### Validation Curves¶

• Every estimator has tradeoffs. Generalization error can be decomposed into bias, variance and noise.

• Bias is its average error for different training sets.

• Variance indicates how sensitive it is to varying training sets.
• Noise is a property of the data.

• Below:

### Example: Underfit/Overfit¶

• We want to approximate a cosine function with models that have varying polynomial features.

• A linear function (polynomial with degree 1) is not sufficient (underfitting).

• A polynomial of degree 4 approximates the true function almost perfectly.

• Higher-degree models overfit the training data (it learns the noise of the training data).

• We calculate the mean squared error (MSE) on the validation set. Higher MSEs indicate the less likely the model generalizes correctly from the training data.

### Validation Curve¶

• To validate a model we need a scoring function. The best ways to choose multiple hyperparameters are grid search or similar methods.

• If we optimized the hyperparameters based on a validation score, the validation score is biased and not a good estimate of the generalization any longer. To get a proper estimate of the generalization we have to compute the score on another test set.

• However, it is sometimes helpful to plot the influence of a single hyperparameter on the training & validation scores to learn if an estimator is overfitting or underfitting.

• If the training and validation scores are both low, the estimator is underfitting. If the training score is high and the validation score is low, the estimator is overfitting and otherwise it is working very well. A low training score and a high validation score is usually not possible.

### Learning Curve¶

• A learning curve shows the validation and training score of an estimator for varying numbers of training samples. It shows how much we benefit from adding more training data and whether the estimator suffers more from a variance error or a bias error.
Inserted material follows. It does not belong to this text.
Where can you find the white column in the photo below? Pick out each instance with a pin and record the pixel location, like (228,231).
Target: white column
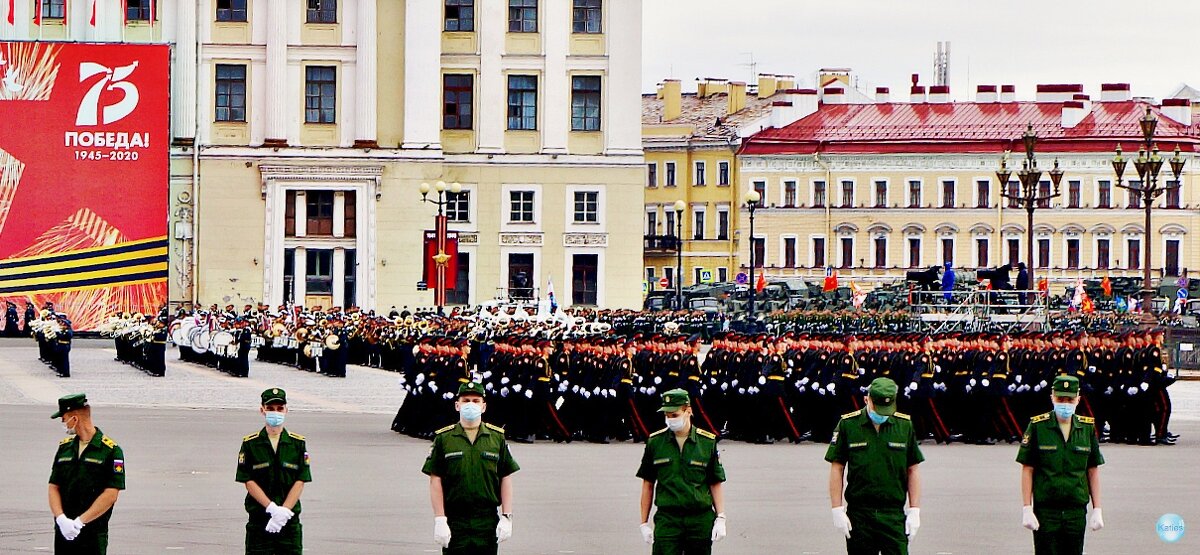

• For the naive Bayes, both the validation score and the training score converge to a value that is quite low with increasing size of the training set. Thus, we will probably not benefit much from more training data.

In contrast, for small amounts of data, the training score of the SVM is much greater than the validation score. Adding more training samples will most likely increase generalization.

### Example: Learning Curve Analysis¶

• Upper left: the learning curve of a naive Bayes classifier is shown for the digits dataset. The training & cross-validation score are both not very good at the end.

• However, the shape of the curve is very common: the training score is high at the beginning and decreases; the cross-validation score is low at the beginning and increases.

• Upper right: the learning curve of an SVM with RBF kernel. The training score is near the maximum and the validation score increass with more training samples.

• 2nd row: Training times vs training dataset sizes.

• 3rd row: Training times vs fit_times.